Jobless Claims Drop to Another Pandemic Low


Worker filings for initial jobless claims have dropped by 35% since late April, adding to signs of a healing labor market as the U.S. economy ramps up.

Weekly unemployment claims, a proxy for layoffs, fell to 385,000 last week from a revised 405,000 the prior week, the Labor Department said Thursday. Last week’s decline in claims marked the fifth straight week that new filings fell, from 590,000 the week ended April 24.

“Claims remain elevated by normal standards, but the downward trend has been relentless in recent months, and a return to the pre-Covid level over the summer seems a decent bet,” said


Ian Shepherdson,

chief economist at Pantheon Macroeconomics.

Thursday’s reading brings the four-week average of initial claims—which smooths out volatility in the weekly figure—to 428,000, the lowest point since the pandemic began, though still well above pre-pandemic levels. Weekly claims averaged around 220,000 in the year before the pandemic.

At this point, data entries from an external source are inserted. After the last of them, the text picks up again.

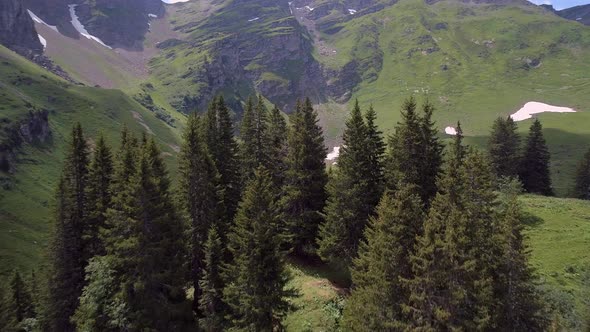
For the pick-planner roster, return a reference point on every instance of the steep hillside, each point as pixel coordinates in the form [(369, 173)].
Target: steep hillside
[(16, 28), (579, 14), (37, 111)]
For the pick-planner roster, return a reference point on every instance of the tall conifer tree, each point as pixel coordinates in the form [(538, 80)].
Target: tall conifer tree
[(534, 168), (378, 293), (351, 192), (504, 146), (256, 278), (67, 246), (582, 180), (222, 146), (415, 153), (305, 178), (99, 195), (277, 148)]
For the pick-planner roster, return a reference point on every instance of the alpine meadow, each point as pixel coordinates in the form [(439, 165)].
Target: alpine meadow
[(305, 165)]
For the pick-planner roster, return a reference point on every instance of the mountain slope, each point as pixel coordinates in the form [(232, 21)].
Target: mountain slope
[(37, 111)]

Economists separately expect that the May employment report, set to be released Friday, will show that the economy added 671,000 jobs last month, after gaining 266,000 in April, and that the unemployment rate fell to 5.9% in May from 6.1% the prior month.

The steady decline in initial unemployment claims points to a budding economic expansion as rising vaccination rates quell Covid-19 case numbers and governments ease restrictions on businesses.

“We’ve heard a lot about workers being slow to rejoin the workforce and some reluctance to take the jobs that are available, but on the other side of that, the recovery is proceeding [and] layoffs are declining,”


Nancy Vanden Houten,

lead economist at Oxford Economics, said.

While initial claims have steadily decreased in recent weeks, the weekly totals remain nearly twice what they were before the pandemic.


“But it’s still a significant amount of progress from where we were—and in a short time too,” Ms. Vanden Houten said, noting that new claims are down by almost half since early April.

There are numerous signs that demand for workers continues to pick up as the economy further reopens. As of late May, job postings on Indeed, a job-search site, were 26% above where they were ahead of the pandemic in February 2020, after adjusting for seasonal variation. Companies from across the economy report they are struggling to find workers. A manufacturing employment index of the Institute for Supply Management fell sharply in May, signaling that fewer businesses were adding to their head counts.

There are other signs the labor market is unusually tight, even though the unemployment rate remains well above its pre-Covid levels. In March, the rate at which workers quit their jobs—a proxy for confidence in the ability to find a better one—hit previous highs of 2001 and 2019. The employment-cost index in the first quarter rose 0.9% from the previous quarter, the biggest increase since 2007.


The claims data also suggest millions of potential workers are still on the sidelines. In mid-May, some 15.4 million Americans received unemployment benefits through regular state aid and federal emergency programs put in place in response to the pandemic. The figure, which isn’t adjusted for seasonality, was down more than 4 million from the first week of March, though it was still nearly seven times the number of people collecting benefits before the pandemic’s onset.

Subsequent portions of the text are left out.